Mr Prime Minister,
As the National Assembly will no longer be sitting over the holidays period, LALIT calls on you, as Prime Minister, to set up a Select Committee of the National Assembly tomorrow when you assemble, so that elected members from all political parties can sit on this Committee and have oversight over the executive’s expenditure on pharmaceutical products and other emergency procurement linked to the Covid pandemic, while the National Assembly is in recess.
As the Covid pandemic enters an unpredictable new stage, and given that there are on-going ICAC enquiries and even criminal cases concerning emergency procurement in both 2020 and now more recently over the purchase of Molnupiravir, we call on you as Prime Minister to set up a Select Committee so that there is democratic control over expenditure. We note that in both cases you have publicly said that you welcome having found out about the abuses, and thus we deduce that you recognize the need to have some kind of democratic oversight.

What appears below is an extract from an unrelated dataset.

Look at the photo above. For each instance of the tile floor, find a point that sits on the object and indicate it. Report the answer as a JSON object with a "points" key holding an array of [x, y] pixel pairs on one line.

This way, the people of the country know that the elected members of the National Assembly that we voted for in our Constituencies are able to control the actions of the executive Branch. When the Constitution states that Mauritius is a sovereign “democratic” state, what this means, in essence, is that the elected MPs make up the supreme branch of government. Setting up a Select Committee will indicate that the Prime Minister sees the National Assembly as having supremacy, thus that Mauritius is, in this sense, a democratic state.
In other Parliamentary democracies, there is such ongoing oversight. Even in the less democratic form of Presidential democracies, there is often this kind of oversight. Consider the elected members in the House of Representatives setting up a Committee right now to investigate the role of the executive in the 6 January 2021 attempted coup d’état in the USA. Consider the Senate Hearings – again of elected members – for the executive’s nominations.
When LALIT proposes this, it is not something out of the blue. We have for the past few years developed ways in which to make the existing system more democratic. One of them is having recourse to this kind of control by the Legislative branch, which is elected, over the executive branch, which is appointed by the President, who names the Prime Minister, who in turn names his Cabinet around him. But, in order to claim to be a democracy, Mauritius must constantly work towards more democratic control by the elected members over the executive, and, in parallel, more democratic control of elected members by the electorate e.g. by the right to recall.